Whilst the main feedstock for Z’s biodiesel is inedible tallow – a by-product of meat production — plants and crops are also considered for the company’s other focus on aviation biofuel. For this, Z Energy has worked with Scion researchers on options using forestry waste and woody biomass in consortiums that have also included Air New Zealand, LanzTech and Refining NZ. There is a range of feedstock that can be used for biofuel production, including rotation crop such as sugarbeet, or miscanthus, a plant similar to switchgrass, which has shown promise as a biofuel feedstock in the United States.

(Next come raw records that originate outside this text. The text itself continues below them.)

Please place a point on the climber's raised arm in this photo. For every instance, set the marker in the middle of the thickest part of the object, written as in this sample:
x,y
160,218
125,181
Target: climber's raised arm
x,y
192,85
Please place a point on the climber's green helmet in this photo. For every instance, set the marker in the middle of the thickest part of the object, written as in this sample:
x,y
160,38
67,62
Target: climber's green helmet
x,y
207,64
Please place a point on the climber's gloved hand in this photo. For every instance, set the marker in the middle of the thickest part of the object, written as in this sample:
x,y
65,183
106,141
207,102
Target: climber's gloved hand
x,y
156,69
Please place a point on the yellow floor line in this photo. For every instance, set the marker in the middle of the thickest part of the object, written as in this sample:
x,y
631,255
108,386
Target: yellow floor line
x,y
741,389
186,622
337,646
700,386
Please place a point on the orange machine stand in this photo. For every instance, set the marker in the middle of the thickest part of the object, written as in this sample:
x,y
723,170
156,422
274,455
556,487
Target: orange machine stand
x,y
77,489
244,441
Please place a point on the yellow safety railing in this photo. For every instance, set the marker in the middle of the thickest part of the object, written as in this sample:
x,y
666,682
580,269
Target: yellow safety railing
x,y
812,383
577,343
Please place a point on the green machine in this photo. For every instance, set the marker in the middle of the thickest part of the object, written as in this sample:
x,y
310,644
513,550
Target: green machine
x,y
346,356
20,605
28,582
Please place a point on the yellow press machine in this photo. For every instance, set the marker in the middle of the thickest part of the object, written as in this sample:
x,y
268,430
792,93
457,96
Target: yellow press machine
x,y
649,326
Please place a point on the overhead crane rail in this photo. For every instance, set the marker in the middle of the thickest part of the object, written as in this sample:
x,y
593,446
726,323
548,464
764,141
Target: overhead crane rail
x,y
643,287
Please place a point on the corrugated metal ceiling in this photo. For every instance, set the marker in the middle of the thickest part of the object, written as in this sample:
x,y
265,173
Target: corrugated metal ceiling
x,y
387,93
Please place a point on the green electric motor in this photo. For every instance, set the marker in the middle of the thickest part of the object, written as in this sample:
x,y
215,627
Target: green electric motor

Thomas says that the country’s medium- to long-term strategy for biofuels should fit within the broader decarbonisation pathway recommended by the Climate Change Commission. Specifically, the focus should be on electrification of the light vehicle fleet (which currently relies on petrol), and biofuels for the harder to decarbonise areas such as heavy freight, aviation and marine. Counter-intuitively, the playing field for biofuels is currently heavily weighted towards ethanol, and this needs to change in order to encourage more local biodiesel processors to engage.

“Ethanol is currently exempt from excise tax as well as carbon tax under the Emissions Trading Scheme (ETS), but this is not the case for biodiesel, which is only exempt from ETS. This effectively gives a significant tax break to ethanol-blended petrol, which is ironic given the diesel fleet will prove harder to decarbonise without a low-carbon liquid fuel alternative and therefore that is where the incentive should be placed.”

Dr Stewart Collie, Team Leader for AgResearch’s Bioproduct and Fibre Technology Unit, said he and his colleagues are researching how biofuels and bio-refining could fit into the bigger picture of pastoral farming in New Zealand.

“For us it is about understanding what the best combination of processes are for fitting into pastoral farming.”

He acknowledges the conflicts that have arisen between “food versus fuel” in the past overseas – for example in the United States there’s been a conflict between corn grown for ethanol and for food.

“It is a little more indirect for ryegrass, but ultimately food is where ryegrass has been channelled. But bio-refining may provide the potential to achieve both from the same source, providing both a reduced protein feed source, and a cellulose feedstock stream for ethanol production from the ‘squeezed’ ryegrass.”

AgResearch scientists are analysing the models that may be best suited to farmers participating in bio-refining, including looking at whether some level of on-farm refining could be done, or delivery made to a central point.

“It really comes down to thinking about how the pieces all fit together in a way that is economically as well as environmentally valid.”